O estudo descobriu que outras 40 espécies de morcegos se mudaram para a
província de Yunnan, no sul da China, no século passado, abrigando cerca de 100
outros tipos de coronavírus transmitidos por morcegos. Este “hotspot global” é
a região onde os dados genéticos sugerem que o SARS-CoV-2 possa ter surgido.
“As
mudanças climáticas no último século tornaram o habitat na província de Yunnan
adequado para mais espécies de morcegos”, diz o Dr. Robert Beyer, pesquisador
do Departamento de Zoologia da Universidade de Cambridge e primeiro autor do
estudo, que recentemente recebeu uma bolsa de pesquisa europeia no Instituto de
Pesquisa de Impacto Climático de Potsdam, na Alemanha. “Entender como a
distribuição global de espécies de morcegos mudou como resultado da mudança
climática pode ser um passo importante na reconstrução da origem do surto
COVID-19”, acrescenta.
Pesquisa
Para
obter seus resultados, os pesquisadores criaram um mapa da vegetação do mundo
como era há um século, usando registros de temperatura, precipitação e
cobertura de nuvens. Em seguida, eles usaram informações sobre os requisitos de
vegetação das espécies de morcegos do mundo para calcular a distribuição global
de cada espécie no início do século XX. Comparar isso com as distribuições
atuais permitiu-lhes ver como a “riqueza de espécies” de morcegos, o número de
espécies diferentes, mudou em todo o mundo durante o último século devido às
mudanças climáticas.
“À
medida que as mudanças climáticas alteraram os habitats, as espécies deixaram
algumas áreas e se mudaram para outras – levando seus vírus consigo.

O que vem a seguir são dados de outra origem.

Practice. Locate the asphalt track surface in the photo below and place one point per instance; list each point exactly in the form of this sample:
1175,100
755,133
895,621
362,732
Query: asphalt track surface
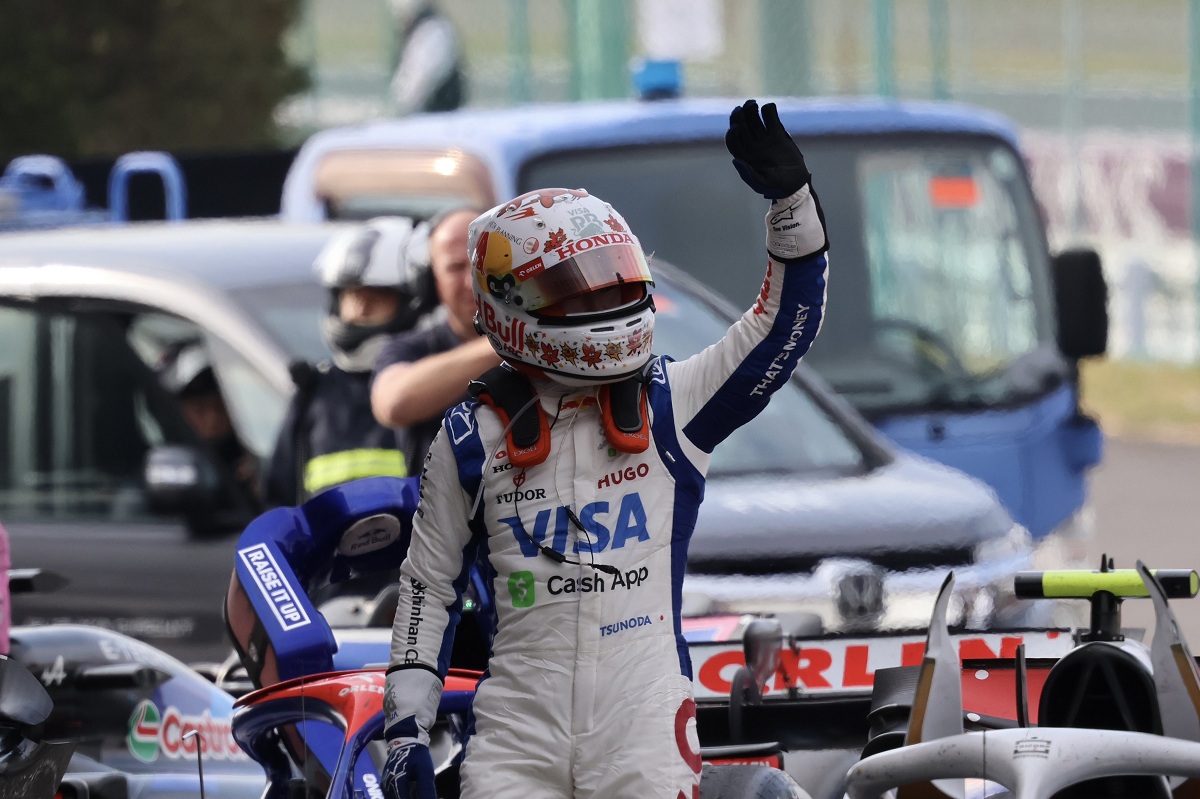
1147,505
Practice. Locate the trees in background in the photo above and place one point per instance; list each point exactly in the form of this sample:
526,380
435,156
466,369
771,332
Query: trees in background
83,78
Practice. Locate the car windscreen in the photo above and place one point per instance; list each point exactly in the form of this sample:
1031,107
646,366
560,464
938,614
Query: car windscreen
292,313
940,288
792,434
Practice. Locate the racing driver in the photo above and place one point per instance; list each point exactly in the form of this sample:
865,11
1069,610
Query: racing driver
575,479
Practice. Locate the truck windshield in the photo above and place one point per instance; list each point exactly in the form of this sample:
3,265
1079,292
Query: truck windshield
939,268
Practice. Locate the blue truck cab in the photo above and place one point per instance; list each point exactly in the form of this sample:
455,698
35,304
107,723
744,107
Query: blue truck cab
951,325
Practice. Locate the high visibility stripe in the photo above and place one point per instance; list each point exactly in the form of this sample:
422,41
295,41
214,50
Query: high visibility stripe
336,468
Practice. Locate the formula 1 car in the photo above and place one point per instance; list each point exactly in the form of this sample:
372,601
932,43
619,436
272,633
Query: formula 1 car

Isso não
apenas alterou as regiões onde os vírus estão presentes, mas provavelmente
permitiu novas interações entre animais e vírus, fazendo com que vírus mais
prejudiciais fossem transmitidos ou evoluíssem”, explica Beyer.
Morcegos e
Coronavírus
A
população de morcegos do mundo carrega cerca de 3.000 tipos diferentes de
coronavírus, com cada espécie de morcego abrigando uma média de 2,7 coronavírus
– a maioria sem apresentar sintomas. Um aumento no número de espécies de
morcegos em uma determinada região, impulsionado pela mudança climática, pode
aumentar a probabilidade de que um coronavírus prejudicial aos humanos esteja
presente, seja transmitido ou evolua ali.
A
maioria dos coronavírus carregados por morcegos não consegue entrar em humanos.
Mas é muito provável que vários coronavírus que infectam humanos tenham se
originado em morcegos, incluindo três que podem causar mortes em humanos:
Síndrome Respiratória do Oriente Médio (MERS) CoV e Síndrome Respiratória Aguda
Grave (SARS) CoV-1 e CoV-2.
A região identificada pelo estudo
como um hotspot para
um aumento impulsionado pelo clima na riqueza de espécies de morcegos também é
o lar de pangolins (mamíferos que vivem em zonas tropicais da Ásia e da
África), que supostamente agiram como hospedeiros intermediários para
SARS-CoV-2. É provável que o vírus tenha saltado dos morcegos para esses
animais, que foram então vendidos em um mercado de animais selvagens em Wuhan –
onde ocorreu o surto humano inicial.
Os
pesquisadores ecoam os apelos de estudos anteriores que estimulam os
formuladores de políticas a reconhecer o papel da mudança climática nos surtos
de doenças virais e a abordar a mudança climática como parte dos programas de
recuperação econômica do COVID-19.
“A pandemia COVID-19 causou enormes
danos sociais e econômicos. Os governos devem aproveitar a oportunidade para
reduzir os riscos à saúde de doenças infecciosas, tomando medidas decisivas para
mitigar as mudanças climáticas ”, afirma a professora Andrea Manica, do
Departamento de Zoologia da Universidade de Cambridge, envolvida no estudo.
“O
fato de que a mudança climática pode acelerar a transmissão de patógenos da
vida selvagem aos humanos deve ser um alerta urgente para reduzir as emissões
globais”, acrescenta o professor Camilo Mora da Universidade do Havaí em Manoa.
Os pesquisadores enfatizaram a
necessidade de limitar a expansão de áreas urbanas, fazendas e áreas de caça em
habitat natural para reduzir o contato entre humanos e animais transmissores de
doenças.
O
estudo mostrou que, no último século, a mudança climática também gerou aumentos
no número de espécies de morcegos em regiões ao redor da África Central e em
manchas espalhadas na América do Sul e Central.
Fonte: Science of the Total Environment.